IL LUOGO DELL’OPERA O CONTRA BABINAM

Autografia e allografia, oggettualismo e performatività (musica, teatro, cinema)

 

di Sandro Sproccati

 

 

Poiché l’attività che chiamiamo arte rientra con ogni evidenza nel campo più vasto dei fenomeni umani di comunicazione linguistica, essa dovrà gioco forza basarsi sulla pro­duzio­ne da parte di un soggetto (l’autore, eventualmente anche plurale) di entità fisiche (oggetti o eventi) che siano investite di valore simbolico, per usare il termine più ampio possibile, ovvero di signi­fica­to. Da quando esistono riflessioni filosofiche intorno al problema, in pratica da quando esiste il concetto stesso di arte, a tali entità fisiche è conferito il titolo di “opere d’arte” – che può essere anche con­vertito in quello, assai più tecnico, di “testi artistici”. A lungo l’estetica clas­sica, così come la storiografia e la critica, hanno dato per scontato che affinché gli scopi dell’arte siano conseguiti (in sostanza: perché un dipinto possa infondere persuasioni, perché un racconto possa riferire vicende, perché una melodia possa suscitare emozioni, perché l’arte insomma possa produrre “contenuti”) l’opera dovrà essere qual­cosa di immediatamente evidente, di completamente riconoscibile, qualcosa che non ri­chieda in alcun modo preliminari ricerche o definizioni di statuto, in definitiva qualcosa di circoscritto e di ben chiaro alla mente e ai sensi di chi voglia fruirla.

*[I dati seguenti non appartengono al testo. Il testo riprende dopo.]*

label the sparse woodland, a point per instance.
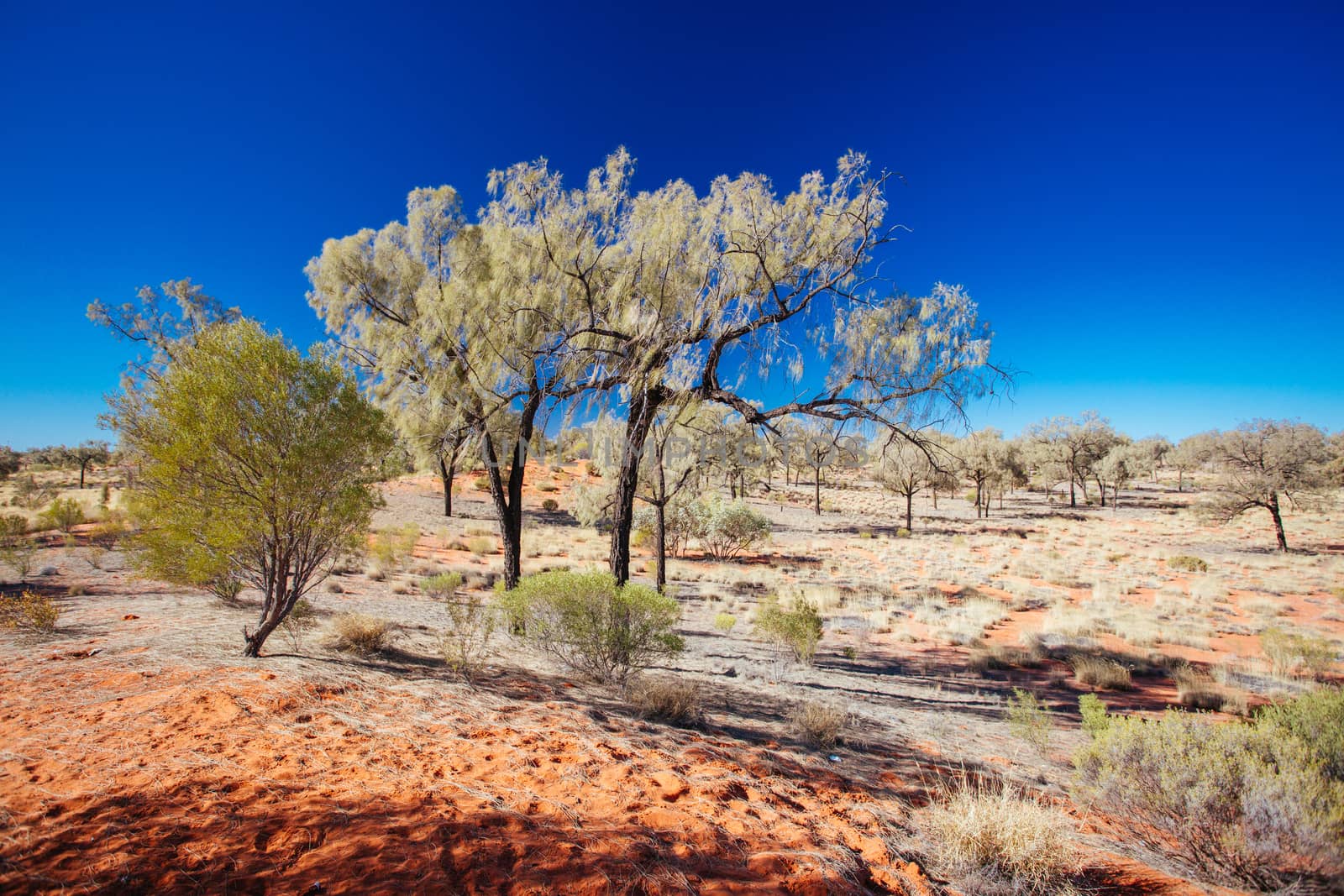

Ma il problema del corretto riconoscimento dell’opera, ossia dell’individuazione di ciò che propriamente ed effettivamente costituisce il testo di una operazione artistica, e pertan­to di ciò che forma la cosa esteticamente fruibile, emerge non appe­na si evita di ritenere ovvio ciò che non lo è affatto, cioè che il fruitore abbia sempre a che fare con entità oggettuali nel senso concreto del termine. Anche se con qualche difficoltà, la recente teo­ria dell’arte ha accettato l’opposizione, abbastanza elementare e intuitiva a dire il vero, tra arti oggettualistiche e arti performative, accanto alla distinzione (si­curamente più complessa e controversa) tra arti autografiche e arti allografiche, di cui parlerò in seguito. Ora, tutte le esperienze d’arte che producono eventi in luogo di oggetti veri e propri – e tra esse, per restare nell’e­sclusivo ambito delle modalità tradizionali, si potranno citare al minimo la musica e il teatro – pongono a ben guardare difficoltà notevoli in sede di individuazione (riconoscimento) del “luogo” esatto in cui si situano le loro opere. Ciò accade per un motivo semplice, vale a dire perché tali prassi linguisti­che conoscono non solo il testo come evento (ovviamente fisico, anche se non precisa­mente oggettuale: l’insieme di suoni prodotti in un certo ambiente, oppure l’insieme di azioni compiute da un certo numero di attori su un palcoscenico o in qualsiasi altro luo­go), ma altresì il testo come notazione grafica (lo spartito musicale, il copione o il testo ver­bale di una commedia o di una tragedia) e ancora – benché ciò sia del tutto rilevante solo per la musica – il testo come registrazione dell’evento (l’edizione disco­grafica).